A basic result is the system energy
:
In [3]: d['energy']
Out[3]: -310.56907438957
Moreover, you can also easily access the input and output files of the calculation using the verdi
CLI:
$ verdi calcjob inputls <PK> # Shows the list of input files
$ verdi calcjob inputcat <PK> # Shows the input file of the calculation
$ verdi calcjob outputls <PK> # Shows the list of output files
$ verdi calcjob outputcat <PK> # Shows the output file of the calculation
$ verdi calcjob res <PK> # Shows the parser results of the calculation
Exercises¶
(1) A few questions you could answer using these commands:
How many atoms did the structure contain? How many electrons?
How many k-points were specified? How many k-points were actually computed? Why?
How many SCF iterations were needed for convergence?
How long did Quantum ESPRESSO actually run (wall time)?
(2) Now launch another pw calculation, except this time instead of using the SSSP
pseudopotentials you can use the pseudo-dojo
.
Is there any difference in the energy, number of iterations, wall time, etc?
Important
Key takeaways
The inputs of calculation jobs are provided by input nodes.
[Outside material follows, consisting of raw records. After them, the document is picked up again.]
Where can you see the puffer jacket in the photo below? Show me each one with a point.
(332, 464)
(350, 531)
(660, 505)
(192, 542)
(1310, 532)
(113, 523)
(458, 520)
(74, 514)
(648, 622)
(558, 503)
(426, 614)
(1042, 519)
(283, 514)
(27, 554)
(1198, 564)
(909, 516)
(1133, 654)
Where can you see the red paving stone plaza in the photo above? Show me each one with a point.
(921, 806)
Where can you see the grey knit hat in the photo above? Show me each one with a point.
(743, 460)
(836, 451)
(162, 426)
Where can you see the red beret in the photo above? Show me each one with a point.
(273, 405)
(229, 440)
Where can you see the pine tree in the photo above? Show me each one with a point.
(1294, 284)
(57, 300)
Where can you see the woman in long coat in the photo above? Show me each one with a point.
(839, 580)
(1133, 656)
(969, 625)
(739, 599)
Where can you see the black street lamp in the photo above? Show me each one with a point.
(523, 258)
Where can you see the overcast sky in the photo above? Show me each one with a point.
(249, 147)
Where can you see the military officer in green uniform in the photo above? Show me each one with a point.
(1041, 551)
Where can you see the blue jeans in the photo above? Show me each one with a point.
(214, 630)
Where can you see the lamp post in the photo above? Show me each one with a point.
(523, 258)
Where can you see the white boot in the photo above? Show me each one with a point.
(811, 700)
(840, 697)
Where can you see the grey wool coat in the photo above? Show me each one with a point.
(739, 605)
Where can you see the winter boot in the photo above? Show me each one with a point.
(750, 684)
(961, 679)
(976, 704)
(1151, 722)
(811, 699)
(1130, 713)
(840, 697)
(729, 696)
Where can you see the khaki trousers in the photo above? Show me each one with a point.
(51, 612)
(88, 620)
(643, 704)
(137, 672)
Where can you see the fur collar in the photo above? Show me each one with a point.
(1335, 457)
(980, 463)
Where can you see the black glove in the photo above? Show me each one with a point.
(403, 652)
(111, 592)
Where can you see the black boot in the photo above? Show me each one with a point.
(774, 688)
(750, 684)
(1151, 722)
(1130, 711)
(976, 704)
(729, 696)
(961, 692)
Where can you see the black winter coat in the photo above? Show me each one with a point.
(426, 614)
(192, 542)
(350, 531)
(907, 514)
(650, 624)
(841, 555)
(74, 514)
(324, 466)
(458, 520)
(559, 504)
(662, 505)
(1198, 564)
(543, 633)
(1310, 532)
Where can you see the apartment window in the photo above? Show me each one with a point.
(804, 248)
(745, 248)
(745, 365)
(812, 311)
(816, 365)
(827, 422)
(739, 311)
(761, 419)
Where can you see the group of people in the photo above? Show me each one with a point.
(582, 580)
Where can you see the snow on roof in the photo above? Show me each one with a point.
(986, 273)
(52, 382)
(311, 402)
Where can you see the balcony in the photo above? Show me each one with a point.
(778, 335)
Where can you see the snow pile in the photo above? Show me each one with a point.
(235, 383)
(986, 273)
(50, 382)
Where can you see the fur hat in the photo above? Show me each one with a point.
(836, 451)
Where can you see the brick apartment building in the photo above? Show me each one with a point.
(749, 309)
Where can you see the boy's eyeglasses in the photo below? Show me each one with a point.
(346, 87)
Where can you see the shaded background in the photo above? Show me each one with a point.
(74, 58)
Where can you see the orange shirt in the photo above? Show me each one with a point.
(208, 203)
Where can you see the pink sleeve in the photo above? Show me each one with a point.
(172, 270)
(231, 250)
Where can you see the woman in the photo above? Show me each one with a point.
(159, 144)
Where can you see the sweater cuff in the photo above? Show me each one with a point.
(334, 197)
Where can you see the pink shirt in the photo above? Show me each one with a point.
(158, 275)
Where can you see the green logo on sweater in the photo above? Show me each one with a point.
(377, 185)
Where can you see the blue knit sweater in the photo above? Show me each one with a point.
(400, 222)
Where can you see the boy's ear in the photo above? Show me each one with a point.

Necessary data nodes can be imported from files, managed by special plugins, or created from scratch specifically for running a calculation.
The process
builder
can be used to explore the inputs of a process, and set up a calculation step by step.The
verdi
CLI allows you to follow the state of your calculations, get more information from the output nodes and check the in- and output files.